Südwestpfalz RHEINPFALZ Plus Artikel Stühlerücken: Pfälzerwald Tourismus sucht neue Geschäftsführung

Michaela Herbort
Michaela Herbort

Die bisherige Geschäftsführerin des Vereins Pfälzerwald Tourismus, Michaela Herbort, tritt in die zweite Reihe zurück. Das erwartet die Nachfolgerin oder den Nachfolger.

Der Landkreis Südwestpfalz sucht eine neue Geschäftsführerin oder einen neuen Geschäftsführer für den Verein Pfälzerwald Tourismus. Die bisherige Geschäftsführerin Michaela Herbort, die seit Anfang 2022 im Amt ist, möchte die Führungsaufgabe abgeben, teilte die Kreisverwaltung auf Anfrage mit. Herbort wird dem Touristik-Team der Südwestpfalz aber erhalten bleiben.

Die Bewerbungsfrist für die Stelle läuft bis zum 19. Juni. Sie soll kurzfristig besetzt werden. Die Geschäftsführerin oder der Geschäftsführer leitet die Geschäftsstelle des Tourismus-Vereins, stellt die Haushaltspläne auf, erstellt touristische Konzepte, plant und verantwortet die Erstellung von Prospekten, Drucksachen und die Medienarbeit, organisiert die Teilnahme an Ausstellungen und Messen.

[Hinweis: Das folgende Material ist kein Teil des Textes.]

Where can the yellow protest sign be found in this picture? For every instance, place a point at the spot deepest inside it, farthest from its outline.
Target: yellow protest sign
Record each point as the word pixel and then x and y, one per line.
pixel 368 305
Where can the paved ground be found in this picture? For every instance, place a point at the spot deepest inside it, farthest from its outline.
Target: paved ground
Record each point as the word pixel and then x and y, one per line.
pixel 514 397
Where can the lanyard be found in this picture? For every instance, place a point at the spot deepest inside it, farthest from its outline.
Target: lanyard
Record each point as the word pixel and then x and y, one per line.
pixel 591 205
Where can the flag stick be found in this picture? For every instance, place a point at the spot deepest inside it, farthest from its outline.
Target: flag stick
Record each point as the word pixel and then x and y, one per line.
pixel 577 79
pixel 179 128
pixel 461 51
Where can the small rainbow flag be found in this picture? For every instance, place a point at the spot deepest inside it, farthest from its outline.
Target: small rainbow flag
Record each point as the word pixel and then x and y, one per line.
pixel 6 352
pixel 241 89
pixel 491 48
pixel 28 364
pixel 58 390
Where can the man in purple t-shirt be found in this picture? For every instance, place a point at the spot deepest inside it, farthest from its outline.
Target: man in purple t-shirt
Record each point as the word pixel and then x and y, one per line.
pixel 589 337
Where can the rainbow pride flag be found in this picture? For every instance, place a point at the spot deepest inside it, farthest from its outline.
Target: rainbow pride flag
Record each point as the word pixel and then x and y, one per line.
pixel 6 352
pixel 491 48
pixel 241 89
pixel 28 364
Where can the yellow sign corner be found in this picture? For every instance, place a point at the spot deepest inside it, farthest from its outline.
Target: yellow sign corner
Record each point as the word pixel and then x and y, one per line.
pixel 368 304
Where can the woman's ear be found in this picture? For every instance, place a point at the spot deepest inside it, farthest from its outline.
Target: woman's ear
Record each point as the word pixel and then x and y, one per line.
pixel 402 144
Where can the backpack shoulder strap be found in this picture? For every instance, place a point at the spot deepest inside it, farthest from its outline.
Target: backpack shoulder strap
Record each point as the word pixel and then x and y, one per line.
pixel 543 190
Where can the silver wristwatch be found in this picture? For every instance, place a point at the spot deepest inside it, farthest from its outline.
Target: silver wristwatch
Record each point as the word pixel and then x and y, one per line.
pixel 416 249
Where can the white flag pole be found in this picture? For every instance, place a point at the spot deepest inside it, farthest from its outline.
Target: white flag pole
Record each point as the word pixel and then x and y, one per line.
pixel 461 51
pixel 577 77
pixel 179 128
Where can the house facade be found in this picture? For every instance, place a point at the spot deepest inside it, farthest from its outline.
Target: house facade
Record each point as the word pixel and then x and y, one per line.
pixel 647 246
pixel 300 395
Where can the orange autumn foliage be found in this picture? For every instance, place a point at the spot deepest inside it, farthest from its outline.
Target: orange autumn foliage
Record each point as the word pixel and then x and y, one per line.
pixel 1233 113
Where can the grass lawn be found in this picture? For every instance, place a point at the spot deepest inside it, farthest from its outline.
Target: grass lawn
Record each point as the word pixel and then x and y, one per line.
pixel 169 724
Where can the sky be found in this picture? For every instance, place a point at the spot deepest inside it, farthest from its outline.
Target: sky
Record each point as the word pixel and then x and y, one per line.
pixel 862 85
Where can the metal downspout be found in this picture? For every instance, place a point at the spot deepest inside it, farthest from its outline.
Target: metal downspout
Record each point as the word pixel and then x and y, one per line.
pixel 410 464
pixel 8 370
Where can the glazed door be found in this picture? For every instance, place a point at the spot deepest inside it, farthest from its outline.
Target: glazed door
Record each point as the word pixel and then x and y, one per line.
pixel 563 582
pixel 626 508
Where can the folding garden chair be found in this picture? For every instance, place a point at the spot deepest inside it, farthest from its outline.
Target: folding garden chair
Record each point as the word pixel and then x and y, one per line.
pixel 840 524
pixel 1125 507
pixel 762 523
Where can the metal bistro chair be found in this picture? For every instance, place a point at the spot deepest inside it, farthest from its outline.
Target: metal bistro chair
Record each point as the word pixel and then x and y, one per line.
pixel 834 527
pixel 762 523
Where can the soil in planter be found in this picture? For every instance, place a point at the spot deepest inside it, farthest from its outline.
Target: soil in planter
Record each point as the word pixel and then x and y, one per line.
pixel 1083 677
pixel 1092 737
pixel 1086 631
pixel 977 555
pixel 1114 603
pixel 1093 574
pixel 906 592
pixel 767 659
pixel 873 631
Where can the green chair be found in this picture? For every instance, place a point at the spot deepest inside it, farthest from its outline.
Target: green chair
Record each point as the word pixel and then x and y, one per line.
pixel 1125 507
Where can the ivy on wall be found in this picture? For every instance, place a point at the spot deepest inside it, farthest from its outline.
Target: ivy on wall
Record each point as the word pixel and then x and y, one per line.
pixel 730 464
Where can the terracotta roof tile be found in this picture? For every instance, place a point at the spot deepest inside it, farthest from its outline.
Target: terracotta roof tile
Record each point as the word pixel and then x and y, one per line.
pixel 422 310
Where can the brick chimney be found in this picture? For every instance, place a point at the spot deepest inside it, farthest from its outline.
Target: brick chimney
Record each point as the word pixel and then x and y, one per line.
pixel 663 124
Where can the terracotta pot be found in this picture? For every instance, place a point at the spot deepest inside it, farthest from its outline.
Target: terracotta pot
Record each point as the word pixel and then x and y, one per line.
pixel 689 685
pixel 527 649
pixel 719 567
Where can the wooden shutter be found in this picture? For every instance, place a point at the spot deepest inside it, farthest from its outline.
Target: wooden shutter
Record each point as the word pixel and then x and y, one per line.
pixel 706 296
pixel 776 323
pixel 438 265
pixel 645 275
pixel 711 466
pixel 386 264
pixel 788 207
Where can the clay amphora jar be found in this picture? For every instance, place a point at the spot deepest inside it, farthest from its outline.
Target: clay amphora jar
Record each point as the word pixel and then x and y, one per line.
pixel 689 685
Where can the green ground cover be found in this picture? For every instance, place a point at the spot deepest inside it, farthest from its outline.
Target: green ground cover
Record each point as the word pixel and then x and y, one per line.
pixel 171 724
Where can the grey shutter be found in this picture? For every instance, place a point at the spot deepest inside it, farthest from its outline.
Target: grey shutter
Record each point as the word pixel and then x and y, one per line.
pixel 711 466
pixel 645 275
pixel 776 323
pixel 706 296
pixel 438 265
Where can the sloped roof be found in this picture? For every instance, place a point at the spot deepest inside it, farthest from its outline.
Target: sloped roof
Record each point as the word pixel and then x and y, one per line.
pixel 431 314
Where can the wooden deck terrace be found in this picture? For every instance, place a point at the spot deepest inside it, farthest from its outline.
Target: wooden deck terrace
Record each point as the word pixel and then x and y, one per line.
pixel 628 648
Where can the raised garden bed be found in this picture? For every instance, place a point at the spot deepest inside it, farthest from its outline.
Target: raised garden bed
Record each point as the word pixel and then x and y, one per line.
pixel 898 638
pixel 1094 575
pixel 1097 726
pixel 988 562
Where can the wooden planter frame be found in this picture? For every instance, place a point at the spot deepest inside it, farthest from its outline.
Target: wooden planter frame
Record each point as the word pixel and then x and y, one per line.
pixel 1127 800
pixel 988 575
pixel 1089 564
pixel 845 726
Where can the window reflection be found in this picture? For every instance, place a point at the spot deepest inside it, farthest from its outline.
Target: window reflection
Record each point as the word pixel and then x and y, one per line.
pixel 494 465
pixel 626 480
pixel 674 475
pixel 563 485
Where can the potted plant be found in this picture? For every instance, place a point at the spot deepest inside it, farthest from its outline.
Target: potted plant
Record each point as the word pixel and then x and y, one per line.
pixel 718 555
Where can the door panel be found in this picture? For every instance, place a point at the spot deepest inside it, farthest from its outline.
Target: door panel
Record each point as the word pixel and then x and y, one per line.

Zu den Aufgaben gehört auch die Klassifizierung von Ferienwohnungen, Privatzimmern und Pensionen.

Umbenennung erfolgreich

Herbort hatte sich zuletzt für die Umbenennung des Vereins in Pfälzerwald Touristik starkgemacht, die Anfang 2024 vollzogen wurde. Davon versprach sich der Verein, dessen Vorsitz Landrätin Susanne Ganster führt, eine bessere Wahrnehmung der Urlaubsregion. Eine Hauptaufgabe Herborts war die Betreuung des Prozesses zur Gründung eines Tourismus-Service-Centers (TSC), sie warb dafür in den Verbandsgemeinde- und Stadträten. Ziel des TSC-Prozesses ist es, die kommunale Tourismusarbeit zu professionalisieren, Ressourcen zu bündeln und Doppelstrukturen zu vermeiden. Auf lokaler Ebene sollen leistungsfähige, strategisch geführte Organisationen entstehen. Mit Ausnahme des Dahner Felsenlandes sind die kommunalen Touristikeinheiten in der Südwestpfalz zu klein, um schlagkräftig zu sein. Deshalb sollen sie unter der Dachmarke Pfälzerwald zusammengeführt werden.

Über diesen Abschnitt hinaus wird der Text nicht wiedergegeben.